Un « fauteur de troubles avec une bonne conscience »

Arrivé à Hong Kong à la fin des années cinquante (à l’âge de douze ans), ce fervent catholique pratiquant s’exprimait jusqu’à son incarcération fin 2020 principalement en cantonais (en lieu et place du mandarin). Il n’a jamais ouvertement appelé à l’indépendance de l’ancienne colonie britannique ni rechigné à participer, une fois l’an, à la veillée du souvenir en mémoire des disparus de la place Tiananmen (de 1989). Il assume volontiers, le regard fier, son statut d’indispensable « poil à gratter » dans le dos du régime chinois, déclarant à ce propos à la presse américaine il y a quelques années : « Les institutions (chinoises) me détestent. Elles pensent que je suis un fauteur de troubles. Je suis un fauteur de troubles, mais un fauteur de troubles avec une bonne conscience. »[3]

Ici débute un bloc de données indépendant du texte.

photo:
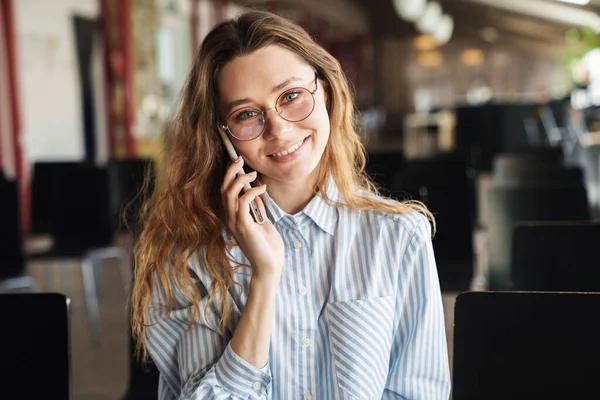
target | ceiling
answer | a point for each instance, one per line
(471, 17)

À l’été 2019, alors que couvait une colère sourde dans les rangs non-résignés des défenseurs hongkongais d’une démocratie déjà en état de siège, Jimmy Lai tonnait à l’adresse de Pékin, des Hongkongais et du concert des nations : « Je me sens toujours chinois parce que j’appartiens à l’ancienne génération. J’ai toujours espéré que la Chine changerait et deviendrait une démocratie. J’avais tort. C’était un vœu pieux[4] ». Six ans et une ribambelle de déceptions plus tard, on ne saurait le contredire.

(Ad Extra, Olivier Guillard)


[1] Créé peu avant la rétrocession de Hong Kong par le Royaume-Uni à la Chine en 1997.

[2] The Washington Post, 15 décembre 2025.

[3] The New York Times, 23 août 2019.

[4] The New York Times, 24 août 2019.